This blog was originally posted on Comverge.com. Itron acquired Comverge on June 1, 2017, and  all future demand response blogs will be posted here. 

Six minutes per year. You’ve seen the figure quoted in PowerPoint presentations and news stories, and heard it mentioned in conversations at conferences. It’s the amount of time, according to a 2010 Accenture study, that the average person spends thinking about their energy use. Updated by Accenture to nine minutes after their 2012 study, it’s still statistically so small that industry professionals could wield it as evidence of the apathy of the average consumer towards energy consumption.

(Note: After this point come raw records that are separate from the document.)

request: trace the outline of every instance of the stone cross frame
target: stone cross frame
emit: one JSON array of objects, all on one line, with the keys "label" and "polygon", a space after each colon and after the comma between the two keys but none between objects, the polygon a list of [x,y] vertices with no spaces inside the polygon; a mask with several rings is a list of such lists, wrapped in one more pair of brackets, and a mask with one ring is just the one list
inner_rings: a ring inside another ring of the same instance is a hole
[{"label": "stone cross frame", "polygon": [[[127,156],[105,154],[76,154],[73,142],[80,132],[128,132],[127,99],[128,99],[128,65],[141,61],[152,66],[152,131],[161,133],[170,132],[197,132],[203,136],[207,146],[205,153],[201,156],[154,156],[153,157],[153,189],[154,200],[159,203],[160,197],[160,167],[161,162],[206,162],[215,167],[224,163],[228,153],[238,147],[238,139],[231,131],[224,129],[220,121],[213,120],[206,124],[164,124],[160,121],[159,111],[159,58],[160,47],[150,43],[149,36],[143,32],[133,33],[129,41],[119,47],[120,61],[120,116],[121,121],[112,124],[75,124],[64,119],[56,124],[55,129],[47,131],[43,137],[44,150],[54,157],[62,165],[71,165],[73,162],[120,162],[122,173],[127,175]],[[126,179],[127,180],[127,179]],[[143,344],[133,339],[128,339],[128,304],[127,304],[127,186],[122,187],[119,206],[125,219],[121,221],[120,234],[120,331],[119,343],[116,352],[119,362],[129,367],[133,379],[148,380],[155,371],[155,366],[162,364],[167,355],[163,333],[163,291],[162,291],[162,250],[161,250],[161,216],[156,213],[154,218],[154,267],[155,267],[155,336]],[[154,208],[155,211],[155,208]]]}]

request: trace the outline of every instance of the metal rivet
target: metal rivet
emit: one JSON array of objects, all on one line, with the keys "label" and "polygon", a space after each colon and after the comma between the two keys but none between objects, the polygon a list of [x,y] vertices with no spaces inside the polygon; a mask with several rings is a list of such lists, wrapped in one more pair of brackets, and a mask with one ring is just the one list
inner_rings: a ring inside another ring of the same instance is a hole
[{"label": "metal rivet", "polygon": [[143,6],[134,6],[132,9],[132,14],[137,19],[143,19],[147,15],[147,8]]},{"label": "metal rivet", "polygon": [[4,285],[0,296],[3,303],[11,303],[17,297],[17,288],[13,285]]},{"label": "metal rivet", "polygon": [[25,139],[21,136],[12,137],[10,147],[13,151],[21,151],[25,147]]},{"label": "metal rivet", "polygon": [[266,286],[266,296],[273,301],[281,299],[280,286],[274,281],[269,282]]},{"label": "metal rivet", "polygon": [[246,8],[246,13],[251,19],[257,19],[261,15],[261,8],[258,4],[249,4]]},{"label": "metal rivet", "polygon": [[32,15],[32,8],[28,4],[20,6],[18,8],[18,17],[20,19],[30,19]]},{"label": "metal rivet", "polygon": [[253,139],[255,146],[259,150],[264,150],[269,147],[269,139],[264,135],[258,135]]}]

But, now in 2015, I think we can all agree that use of these data points has become an outdated depiction of today’s energy consumer. It’s time to update our understanding of consumer awareness (and change some of those PowerPoint slides as well).

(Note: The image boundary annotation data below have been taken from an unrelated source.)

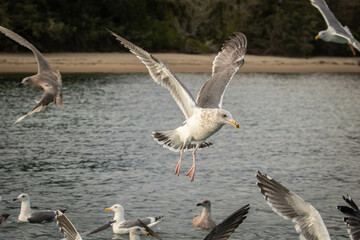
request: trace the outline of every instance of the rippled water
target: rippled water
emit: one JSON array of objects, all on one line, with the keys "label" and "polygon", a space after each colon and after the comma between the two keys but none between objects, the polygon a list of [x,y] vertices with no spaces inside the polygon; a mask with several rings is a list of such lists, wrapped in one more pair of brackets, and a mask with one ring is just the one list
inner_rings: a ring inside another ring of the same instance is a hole
[{"label": "rippled water", "polygon": [[[178,76],[194,96],[209,77]],[[360,75],[236,75],[223,105],[241,129],[224,126],[214,146],[198,151],[192,183],[184,176],[191,153],[176,177],[178,153],[152,139],[152,131],[176,128],[184,117],[148,74],[64,74],[64,107],[13,126],[41,95],[18,88],[22,77],[0,76],[0,211],[11,214],[0,239],[62,238],[55,222],[16,221],[20,204],[11,199],[22,192],[33,207],[66,208],[80,232],[107,223],[113,215],[104,209],[120,203],[128,219],[165,215],[155,227],[163,239],[203,239],[207,231],[191,220],[208,198],[217,222],[251,204],[231,239],[298,239],[259,193],[256,170],[312,203],[334,239],[348,239],[336,206],[346,193],[360,204]],[[86,239],[111,238],[109,229]]]}]

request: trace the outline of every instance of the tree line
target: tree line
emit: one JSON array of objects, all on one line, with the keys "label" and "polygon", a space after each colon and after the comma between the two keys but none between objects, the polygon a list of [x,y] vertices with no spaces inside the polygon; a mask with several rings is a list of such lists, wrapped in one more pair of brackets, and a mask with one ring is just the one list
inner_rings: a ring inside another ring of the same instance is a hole
[{"label": "tree line", "polygon": [[[360,1],[327,3],[360,40]],[[125,51],[108,28],[151,52],[213,53],[241,31],[250,54],[351,56],[315,40],[326,23],[309,0],[0,0],[0,25],[42,52]],[[0,36],[0,51],[27,50]]]}]

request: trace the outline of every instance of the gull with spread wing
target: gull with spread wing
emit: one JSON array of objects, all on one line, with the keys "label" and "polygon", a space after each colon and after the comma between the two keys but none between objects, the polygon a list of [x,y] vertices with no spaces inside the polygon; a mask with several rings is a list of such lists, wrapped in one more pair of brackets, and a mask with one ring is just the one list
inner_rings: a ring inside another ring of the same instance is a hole
[{"label": "gull with spread wing", "polygon": [[265,200],[279,216],[295,223],[300,239],[330,240],[329,232],[320,213],[308,202],[291,192],[275,179],[261,172],[256,173],[258,187]]},{"label": "gull with spread wing", "polygon": [[153,132],[153,137],[164,147],[172,151],[180,151],[180,159],[175,168],[176,175],[180,173],[183,152],[193,149],[193,164],[186,174],[193,181],[196,169],[196,150],[212,145],[206,139],[216,133],[224,124],[228,123],[240,128],[231,113],[221,107],[226,87],[244,64],[247,47],[245,35],[235,32],[234,36],[225,42],[213,62],[212,76],[201,87],[195,101],[189,90],[160,60],[110,30],[109,32],[145,64],[156,83],[170,91],[185,115],[186,120],[183,126],[170,131]]},{"label": "gull with spread wing", "polygon": [[331,12],[325,0],[310,0],[311,4],[316,7],[324,17],[328,26],[326,30],[320,31],[315,39],[322,39],[326,42],[347,44],[352,53],[356,55],[354,48],[360,51],[360,42],[354,38],[347,26],[341,25],[339,20]]},{"label": "gull with spread wing", "polygon": [[34,53],[34,56],[38,63],[38,73],[33,76],[24,78],[21,81],[20,86],[29,85],[30,87],[44,90],[40,101],[36,101],[37,105],[27,114],[18,118],[14,122],[14,124],[20,122],[25,117],[33,113],[40,112],[50,103],[54,103],[58,107],[62,107],[62,81],[60,72],[54,72],[51,69],[48,61],[44,58],[44,56],[34,47],[34,45],[29,43],[26,39],[2,26],[0,26],[0,32],[2,32],[15,42],[19,43],[20,45],[30,49]]}]

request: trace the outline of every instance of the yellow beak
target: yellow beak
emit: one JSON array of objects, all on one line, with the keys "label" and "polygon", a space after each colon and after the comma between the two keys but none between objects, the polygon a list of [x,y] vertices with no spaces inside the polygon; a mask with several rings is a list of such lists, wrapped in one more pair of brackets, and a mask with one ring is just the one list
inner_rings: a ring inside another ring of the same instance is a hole
[{"label": "yellow beak", "polygon": [[236,128],[240,128],[240,124],[238,124],[235,120],[229,120],[228,121],[231,125],[233,125]]}]

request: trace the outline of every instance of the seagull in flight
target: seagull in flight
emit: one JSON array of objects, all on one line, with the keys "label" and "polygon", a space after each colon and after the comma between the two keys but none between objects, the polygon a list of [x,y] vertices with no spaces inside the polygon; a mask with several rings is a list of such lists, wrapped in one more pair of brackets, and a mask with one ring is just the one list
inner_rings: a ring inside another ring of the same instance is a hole
[{"label": "seagull in flight", "polygon": [[38,73],[33,76],[24,78],[21,81],[20,86],[29,85],[30,87],[44,90],[40,101],[36,101],[36,106],[27,114],[18,118],[14,122],[14,124],[20,122],[25,117],[33,113],[40,112],[50,103],[56,104],[59,108],[62,107],[62,80],[60,72],[53,71],[50,67],[49,62],[44,58],[44,56],[34,47],[34,45],[29,43],[25,38],[2,26],[0,26],[0,32],[2,32],[15,42],[19,43],[20,45],[30,49],[34,53],[34,56],[38,63]]},{"label": "seagull in flight", "polygon": [[326,42],[334,42],[347,44],[353,55],[356,55],[354,48],[360,51],[360,42],[354,38],[350,29],[347,26],[341,25],[339,20],[331,12],[325,0],[310,0],[311,4],[316,7],[321,15],[324,17],[328,26],[326,30],[320,31],[315,39],[322,39]]},{"label": "seagull in flight", "polygon": [[224,124],[240,128],[231,113],[222,109],[225,90],[233,76],[244,64],[247,39],[244,34],[235,32],[227,40],[214,59],[211,77],[201,87],[196,100],[181,81],[164,63],[144,49],[108,30],[115,38],[130,50],[147,67],[153,80],[167,88],[185,116],[183,126],[170,131],[153,132],[155,141],[171,151],[180,151],[180,159],[175,174],[180,174],[182,154],[193,150],[193,164],[187,176],[194,181],[196,161],[195,152],[199,148],[212,145],[207,138],[219,131]]}]

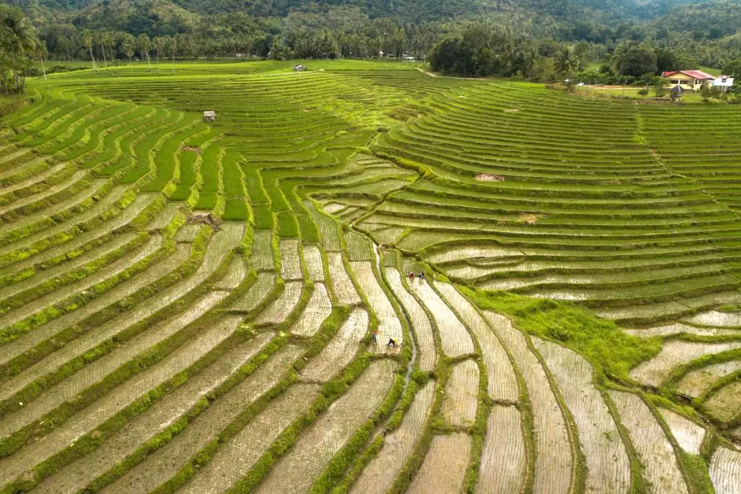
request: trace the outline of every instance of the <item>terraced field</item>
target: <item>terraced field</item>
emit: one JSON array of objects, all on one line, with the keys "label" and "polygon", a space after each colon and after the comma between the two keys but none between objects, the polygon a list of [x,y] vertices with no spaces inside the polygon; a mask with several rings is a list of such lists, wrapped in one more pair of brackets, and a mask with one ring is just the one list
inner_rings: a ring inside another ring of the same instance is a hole
[{"label": "terraced field", "polygon": [[0,493],[741,492],[738,108],[306,63],[0,121]]}]

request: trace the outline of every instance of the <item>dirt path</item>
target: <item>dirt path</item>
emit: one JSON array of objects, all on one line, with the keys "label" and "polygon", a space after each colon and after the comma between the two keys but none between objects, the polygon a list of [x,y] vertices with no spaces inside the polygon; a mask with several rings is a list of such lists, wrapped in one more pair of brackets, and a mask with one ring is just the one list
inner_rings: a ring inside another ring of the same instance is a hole
[{"label": "dirt path", "polygon": [[356,278],[360,285],[360,289],[365,293],[370,307],[379,318],[378,342],[371,351],[377,353],[385,353],[387,347],[385,346],[389,338],[396,341],[395,352],[401,350],[404,342],[404,331],[402,323],[396,316],[396,311],[388,299],[388,296],[381,287],[376,273],[373,272],[373,264],[370,261],[356,261],[350,262]]},{"label": "dirt path", "polygon": [[401,301],[403,310],[409,316],[409,321],[416,337],[418,350],[420,353],[419,368],[425,372],[430,372],[435,368],[435,362],[437,361],[437,351],[435,349],[435,339],[430,318],[416,298],[407,291],[398,270],[394,267],[386,268],[386,279],[388,280],[391,291]]},{"label": "dirt path", "polygon": [[434,318],[445,354],[449,357],[457,357],[473,353],[473,342],[468,335],[468,330],[432,287],[427,281],[415,280],[411,290],[417,294]]}]

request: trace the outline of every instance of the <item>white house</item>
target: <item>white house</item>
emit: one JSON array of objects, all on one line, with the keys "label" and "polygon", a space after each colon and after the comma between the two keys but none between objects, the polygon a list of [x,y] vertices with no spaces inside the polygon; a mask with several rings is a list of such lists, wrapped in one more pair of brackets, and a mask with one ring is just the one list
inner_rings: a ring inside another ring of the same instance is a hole
[{"label": "white house", "polygon": [[713,86],[715,87],[720,87],[720,90],[724,93],[728,90],[728,88],[734,85],[734,78],[728,77],[728,76],[721,76],[718,79],[713,81]]}]

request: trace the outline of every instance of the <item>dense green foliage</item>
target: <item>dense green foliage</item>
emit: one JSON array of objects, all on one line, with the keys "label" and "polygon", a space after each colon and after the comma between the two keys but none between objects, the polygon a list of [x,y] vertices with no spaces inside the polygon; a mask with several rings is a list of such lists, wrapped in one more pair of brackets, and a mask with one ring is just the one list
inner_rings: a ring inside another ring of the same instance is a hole
[{"label": "dense green foliage", "polygon": [[741,57],[738,0],[10,3],[39,30],[50,58],[93,66],[134,57],[408,55],[447,73],[554,81],[594,61],[637,77]]}]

With the emergence of ubiquitous Wi-Fi networks, smartphones, tablets, and other tools that enable consumers to access, process, and act on information like never before, a new digitally enabled consumer has emerged, one that is more engaged with their utility and who actually seeks out value-added service to leverage the relationship. In fact, according to Accenture’s latest study, The New Energy Consumer: Unleashing Business Value in a Digital World, 58% of customers would be interested in devices or services that automate home energy management based on their personal preferences.

(Side note: A year ago, I wrote a blog post entitled “How to Engage the New Energy Consumer (Accenture Weighs In),” which looked at how a 2014 Accenture study on the energy consumer corroborated many of the points in my paper Five Best Practices in Engaging Customers for Residential Demand Response. Particularly relevant in light of this discussion.)

This new Accenture report also highlights the tremendous opportunity digital tools provide electric utilities for building stronger relationships with their customer base. The report states that, compared to non-digital consumers, digitally enabled consumers are more satisfied by a substantial margin with their energy provider, are more likely to recommend their current energy provider, and have more trust in their energy provider.1 The apparent conclusion is that, as electric utilities face increased competition for customer mindshare like never before, providing tools to empower customers to become better consumers of energy is a clear path towards driving high rates of satisfaction and successful long-term relationships.

At Comverge, we have long been proponents of providing the energy consumer tools to help them become more engaged. Traditionally, this has been with demand response or dynamic pricing programs. Now we are also providing them with digital tools through the integrated demand response and energy efficiency programs we have recently deployed at several utilities. In support of this discussion, you can read more about our view on the benefits of integrating demand response and energy efficiency programs in a related recent blog post.

Below are some resources we’ve developed to help utilities better understand how to engage today’s energy consumer:

Using these techniques, your customers are likely to spend much more than six (or even nine) minutes a year engaging with you. They will not only become better-educated consumers from their interactions with you, they will also increase their trust with your brand, ultimately leading to a happier and more comfortable relationship with you going forward.

Accenture, “The New Energy Consumer: Unleashing Business Value in a Digital World” Page 15, Figure 2.